У доктора Роджерса был высокий лоб, темные глаза и слегка заостренный подбородок, который друзья считали чувственным, а недруги — свидетельствующим о слабоволии. Вначале ему казалось, что он вот-вот бросит работу в «Храме здоровья» и снова вернется в науку, но потом в нем возобладал фаталист и приспособленец. Он остался в санатории, по-прежнему писал скучные статьи, слушал излияния пациентов и пил больше, чем следовало бы.
Вдруг Джим так резко отодвинул от себя рентгеновский снимок, как будто тот опротивел ему, и беспокойно обвел взглядом кабинет. Кабинет, как, впрочем, и все, к чему имел отношение Браун, казался напыщенным и рассчитанным на внешний эффект, как декорация. Здесь стоял огромный, сразу бросающийся в глаза письменный стол с пресс-папье, массивной чернильницей из агата, рядом с которой под острым углом торчала зеленая ручка, закрепленная в специальной подставке. Перед чернильницей. лежало шесть журналов — ровно, как по шнурку, и строго параллельно. Да теперь вот еще — рентгеновский снимок. Ковер на полу, под ногами у Джима, был мягким и толстым. У стен, на половину их высоты, стояли стеллажи для книг, уставленные внушительными ценными томами, к которым Браун не прикасался с того дня, когда он купил всю эту библиотеку целиком у одного из своих клиентов; над стеллажами висели картины, изображающие греческих богов и богинь. Темно-коричневые бархатные шторы в сочетании с велюровой обивкой кресел и дивана усиливали гнетущее впечатление.
Джим подошел к нише в стене и повернул выключатель. Зажглись мощные лампы, и статуя Джона Брауна предстала перед ним, купаясь в электрическом свете. Джим с некоторой неприязнью посмотрел на мускулистые руки, мощный затылок, широкую грудь и прекрасной формы ноги. Он выключил свет и вернулся за письменный стол. Стоя за ним, он не сводил взгляда с двери в спальню и продолжал стоять в этой позе до тех пор, пока Гендерсон и Гартен не появились, наконец, снова, тихо затворив за собой дверь.
— Вот и все, — сказал доктор Гартен. — Мне остается только сказать, что мужество этого человека оставляет более сильное впечатление, чем его манеры.
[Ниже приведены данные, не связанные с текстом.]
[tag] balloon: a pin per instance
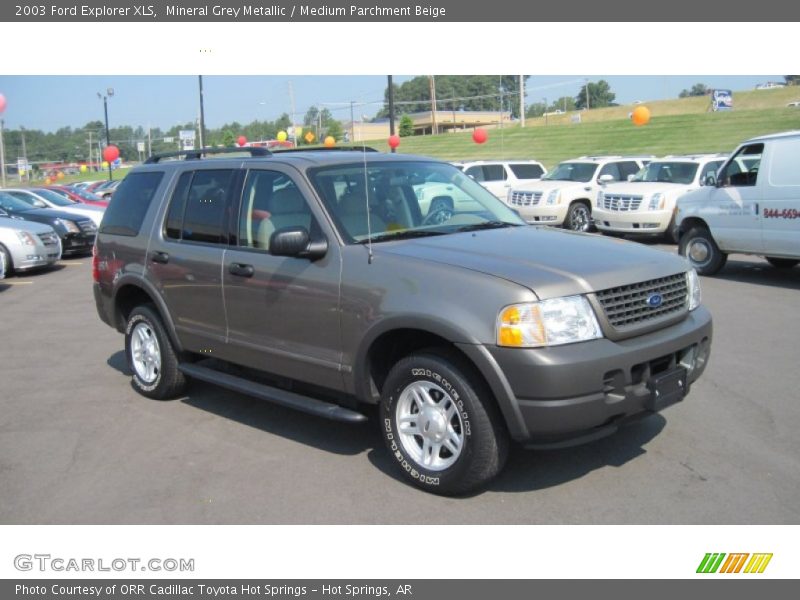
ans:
(479, 136)
(110, 153)
(640, 116)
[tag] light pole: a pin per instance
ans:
(109, 92)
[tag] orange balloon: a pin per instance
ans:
(640, 115)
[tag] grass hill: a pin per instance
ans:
(678, 126)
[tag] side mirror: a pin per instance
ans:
(296, 242)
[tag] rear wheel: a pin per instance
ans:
(782, 263)
(699, 247)
(440, 424)
(151, 356)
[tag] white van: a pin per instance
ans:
(750, 206)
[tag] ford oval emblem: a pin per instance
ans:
(655, 300)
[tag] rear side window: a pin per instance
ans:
(524, 171)
(125, 214)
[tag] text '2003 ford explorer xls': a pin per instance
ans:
(313, 279)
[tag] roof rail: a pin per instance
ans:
(200, 152)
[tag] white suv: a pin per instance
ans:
(647, 203)
(498, 176)
(564, 196)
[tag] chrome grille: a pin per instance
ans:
(621, 203)
(525, 198)
(49, 239)
(628, 306)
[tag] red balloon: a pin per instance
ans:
(110, 153)
(479, 136)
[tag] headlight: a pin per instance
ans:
(656, 202)
(26, 238)
(547, 323)
(70, 226)
(693, 288)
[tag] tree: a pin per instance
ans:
(600, 95)
(698, 89)
(406, 126)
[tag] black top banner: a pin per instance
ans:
(424, 11)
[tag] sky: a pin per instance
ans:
(50, 102)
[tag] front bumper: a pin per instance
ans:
(564, 395)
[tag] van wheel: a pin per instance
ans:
(151, 357)
(699, 247)
(782, 263)
(579, 217)
(440, 424)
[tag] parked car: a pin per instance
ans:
(466, 332)
(26, 245)
(750, 206)
(498, 176)
(647, 204)
(43, 198)
(564, 197)
(76, 232)
(78, 195)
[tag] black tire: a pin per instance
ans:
(579, 217)
(699, 247)
(483, 445)
(8, 264)
(782, 263)
(166, 381)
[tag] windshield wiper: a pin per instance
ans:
(488, 225)
(403, 234)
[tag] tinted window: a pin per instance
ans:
(204, 216)
(125, 214)
(523, 171)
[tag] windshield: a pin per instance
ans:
(54, 198)
(668, 172)
(11, 205)
(406, 199)
(582, 172)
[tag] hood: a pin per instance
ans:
(549, 262)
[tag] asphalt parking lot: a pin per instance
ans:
(79, 446)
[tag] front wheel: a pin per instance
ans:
(440, 424)
(699, 247)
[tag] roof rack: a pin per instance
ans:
(200, 152)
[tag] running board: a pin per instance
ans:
(307, 404)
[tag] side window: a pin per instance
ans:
(271, 201)
(627, 168)
(476, 173)
(742, 169)
(610, 169)
(125, 215)
(494, 173)
(206, 201)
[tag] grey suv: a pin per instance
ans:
(314, 280)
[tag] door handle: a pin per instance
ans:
(241, 270)
(160, 257)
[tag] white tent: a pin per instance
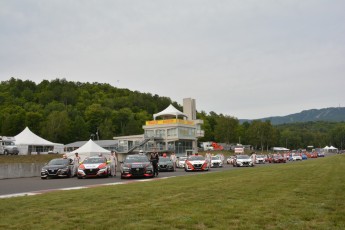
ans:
(280, 149)
(170, 111)
(90, 148)
(29, 143)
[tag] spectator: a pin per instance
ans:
(113, 163)
(76, 163)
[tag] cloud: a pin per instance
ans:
(248, 59)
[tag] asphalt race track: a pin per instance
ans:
(35, 185)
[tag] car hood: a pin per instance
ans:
(54, 166)
(216, 161)
(243, 160)
(93, 166)
(197, 162)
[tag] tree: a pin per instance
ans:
(56, 127)
(226, 129)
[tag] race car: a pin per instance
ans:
(136, 166)
(196, 163)
(93, 167)
(259, 159)
(165, 164)
(243, 161)
(180, 162)
(216, 162)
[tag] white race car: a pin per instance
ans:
(94, 167)
(243, 161)
(259, 159)
(296, 158)
(196, 163)
(216, 162)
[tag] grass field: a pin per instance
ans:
(298, 195)
(28, 158)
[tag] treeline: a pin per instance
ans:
(263, 135)
(63, 111)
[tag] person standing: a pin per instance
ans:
(154, 158)
(173, 159)
(76, 163)
(113, 163)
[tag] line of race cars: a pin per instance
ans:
(133, 166)
(139, 165)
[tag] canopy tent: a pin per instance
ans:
(29, 143)
(89, 149)
(170, 111)
(280, 149)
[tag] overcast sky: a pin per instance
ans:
(243, 58)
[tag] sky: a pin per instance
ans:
(248, 59)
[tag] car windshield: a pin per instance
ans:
(164, 159)
(132, 159)
(196, 158)
(242, 157)
(96, 160)
(58, 162)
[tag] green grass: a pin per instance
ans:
(299, 195)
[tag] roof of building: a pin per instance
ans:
(169, 112)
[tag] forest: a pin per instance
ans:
(63, 111)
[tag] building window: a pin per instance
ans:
(184, 132)
(160, 133)
(172, 132)
(149, 133)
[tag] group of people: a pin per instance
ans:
(77, 161)
(154, 158)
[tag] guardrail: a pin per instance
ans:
(18, 170)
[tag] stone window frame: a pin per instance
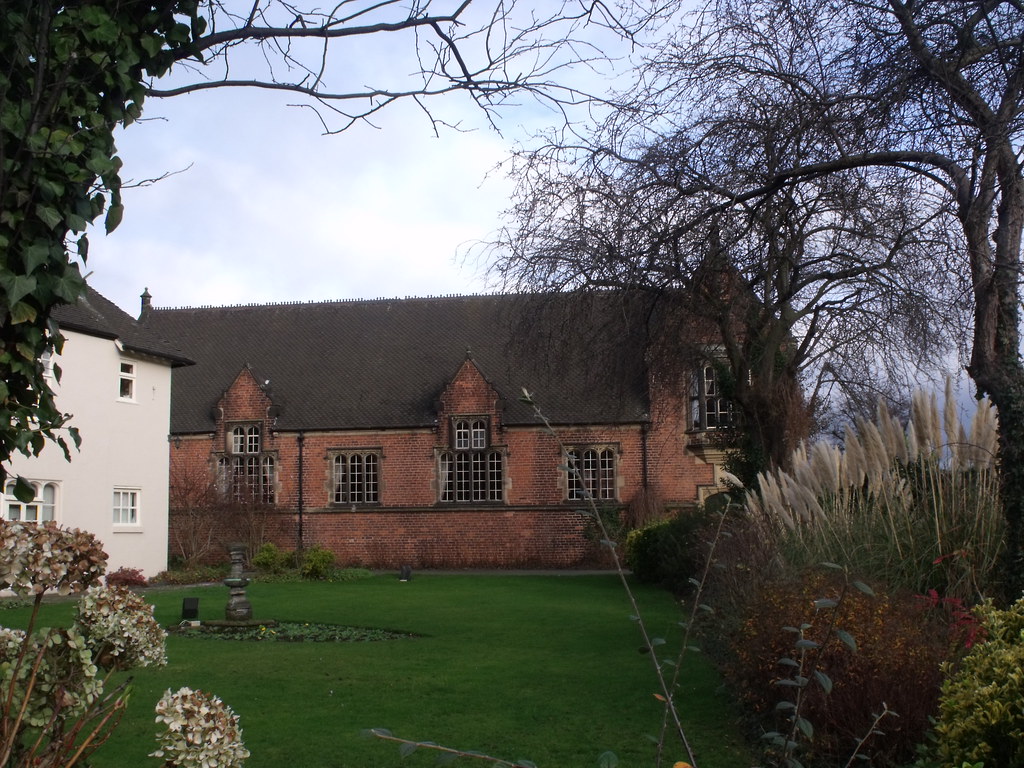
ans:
(369, 479)
(42, 508)
(246, 472)
(471, 470)
(709, 410)
(597, 479)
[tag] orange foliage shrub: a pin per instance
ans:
(900, 642)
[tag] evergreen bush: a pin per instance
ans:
(668, 552)
(317, 563)
(981, 711)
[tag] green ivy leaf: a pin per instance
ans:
(24, 491)
(23, 312)
(114, 216)
(49, 216)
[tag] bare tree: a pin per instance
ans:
(828, 285)
(493, 52)
(910, 91)
(71, 73)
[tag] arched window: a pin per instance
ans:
(590, 473)
(42, 508)
(356, 478)
(472, 471)
(249, 474)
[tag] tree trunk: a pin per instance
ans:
(995, 360)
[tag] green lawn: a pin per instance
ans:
(541, 668)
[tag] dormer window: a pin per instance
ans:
(249, 474)
(246, 439)
(709, 410)
(472, 470)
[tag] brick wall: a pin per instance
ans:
(534, 526)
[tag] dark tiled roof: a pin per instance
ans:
(95, 315)
(385, 363)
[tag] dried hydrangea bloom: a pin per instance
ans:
(65, 666)
(45, 557)
(202, 731)
(120, 629)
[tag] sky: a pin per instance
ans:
(262, 207)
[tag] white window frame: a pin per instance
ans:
(40, 509)
(127, 380)
(47, 361)
(709, 410)
(126, 515)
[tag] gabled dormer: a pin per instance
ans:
(244, 440)
(470, 458)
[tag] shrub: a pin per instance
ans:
(896, 663)
(126, 578)
(981, 713)
(669, 552)
(316, 563)
(270, 559)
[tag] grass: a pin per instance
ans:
(518, 667)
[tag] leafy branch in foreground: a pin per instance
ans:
(650, 643)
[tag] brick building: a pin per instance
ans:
(393, 431)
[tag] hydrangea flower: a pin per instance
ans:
(121, 629)
(45, 557)
(202, 731)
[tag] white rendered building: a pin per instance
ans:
(116, 382)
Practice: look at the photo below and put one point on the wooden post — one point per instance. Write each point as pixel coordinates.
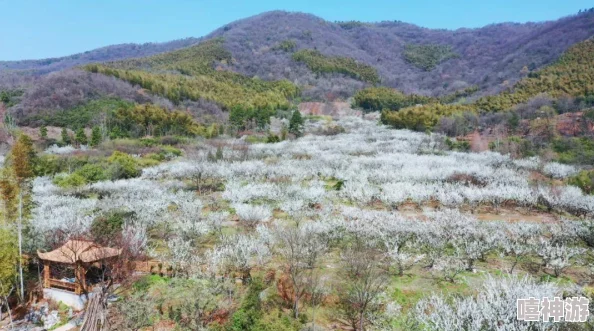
(46, 273)
(77, 279)
(83, 277)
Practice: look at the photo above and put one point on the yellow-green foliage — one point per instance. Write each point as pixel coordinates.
(422, 117)
(380, 98)
(319, 63)
(149, 119)
(189, 73)
(572, 74)
(8, 259)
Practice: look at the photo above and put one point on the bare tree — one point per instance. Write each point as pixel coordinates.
(301, 249)
(365, 281)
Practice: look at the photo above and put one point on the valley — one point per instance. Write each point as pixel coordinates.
(285, 172)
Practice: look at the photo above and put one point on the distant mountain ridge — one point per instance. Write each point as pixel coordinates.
(325, 60)
(107, 53)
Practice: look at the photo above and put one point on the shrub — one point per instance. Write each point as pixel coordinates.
(92, 172)
(109, 226)
(69, 181)
(584, 180)
(123, 165)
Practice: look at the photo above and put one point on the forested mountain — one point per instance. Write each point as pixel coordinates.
(108, 53)
(266, 60)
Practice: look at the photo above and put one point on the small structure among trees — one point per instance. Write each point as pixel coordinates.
(79, 255)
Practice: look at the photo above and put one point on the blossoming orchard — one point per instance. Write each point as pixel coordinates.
(370, 229)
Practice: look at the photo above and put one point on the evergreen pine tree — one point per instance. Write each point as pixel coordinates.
(81, 137)
(95, 136)
(43, 132)
(296, 123)
(65, 137)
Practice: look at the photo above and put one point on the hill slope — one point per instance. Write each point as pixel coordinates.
(325, 60)
(487, 56)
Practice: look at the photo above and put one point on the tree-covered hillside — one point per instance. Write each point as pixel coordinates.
(571, 76)
(190, 74)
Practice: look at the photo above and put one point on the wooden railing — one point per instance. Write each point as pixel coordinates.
(68, 286)
(151, 266)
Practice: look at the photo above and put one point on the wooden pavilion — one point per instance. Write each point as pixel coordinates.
(81, 255)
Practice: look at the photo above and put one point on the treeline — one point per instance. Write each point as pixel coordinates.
(385, 98)
(319, 63)
(189, 74)
(123, 119)
(571, 76)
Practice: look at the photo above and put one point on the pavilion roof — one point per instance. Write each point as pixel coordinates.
(79, 250)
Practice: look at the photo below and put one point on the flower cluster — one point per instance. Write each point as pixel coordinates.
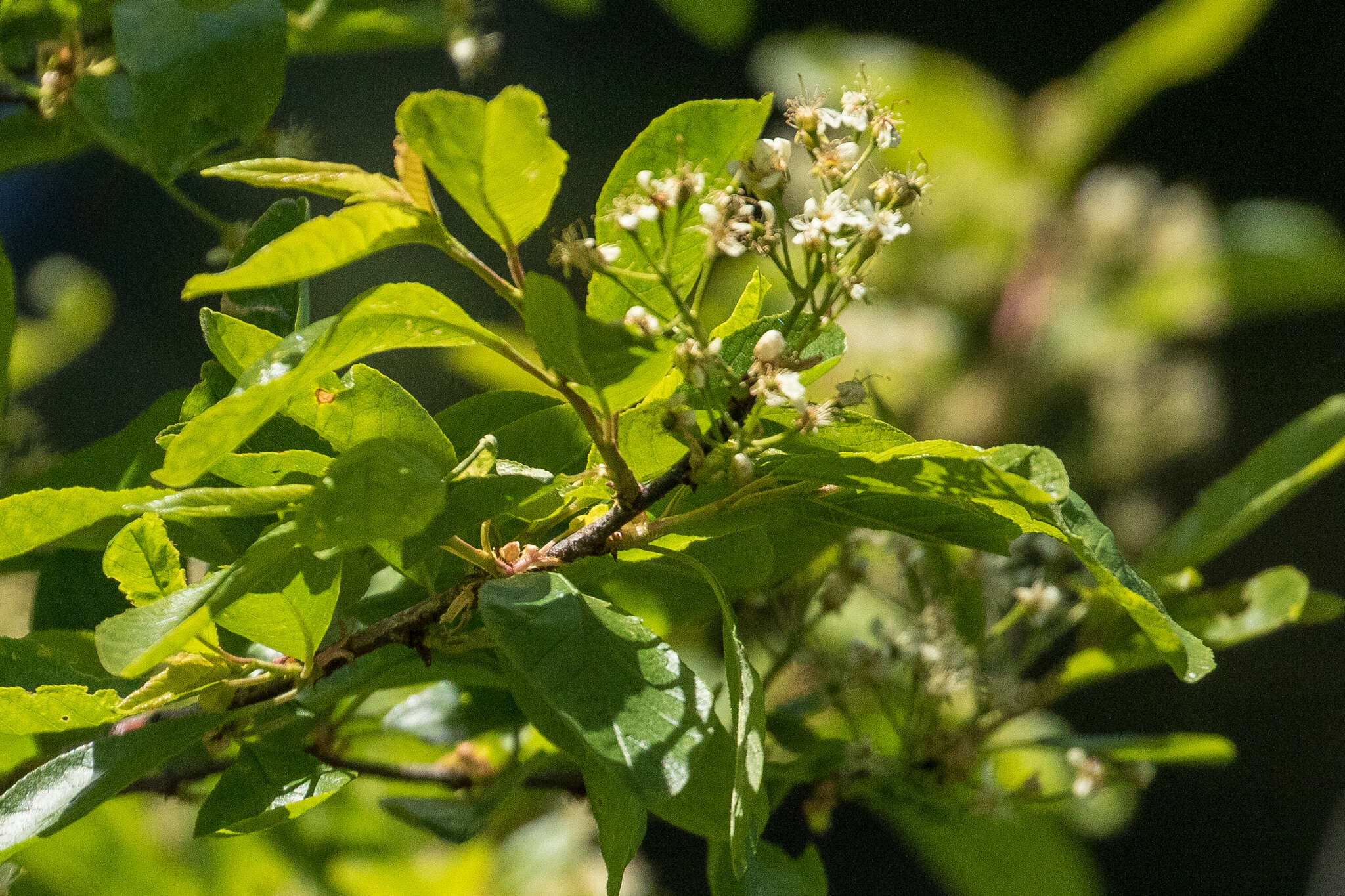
(735, 224)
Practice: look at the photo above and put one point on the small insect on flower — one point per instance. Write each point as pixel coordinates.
(768, 167)
(770, 349)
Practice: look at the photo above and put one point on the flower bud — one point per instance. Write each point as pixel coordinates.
(770, 349)
(741, 468)
(638, 317)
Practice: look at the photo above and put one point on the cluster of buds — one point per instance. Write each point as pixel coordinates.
(642, 322)
(1040, 599)
(735, 224)
(858, 114)
(576, 250)
(898, 190)
(838, 221)
(697, 362)
(768, 168)
(1090, 771)
(60, 73)
(774, 381)
(657, 195)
— И не мудрено, раз он считает нас троих в какой-то степени повинными в его болезни, — заметил доктор Гендерсон. Он помолчал, пожал плечами и подал Джиму руку.
— С таким пациентом я вам не завидую, — сказал он, улыбаясь.
— Благодарю вас за визит, — сказал им Джим и распрощался с обоими. — Я сделаю все, чтобы отвлечь его от мыслей о болезни.
— Это, пожалуй, единственное, что вам остается, — ответил Гартен, идя к выходу вслед за Гендерсоном. — Да. Ну, всего вам хорошего.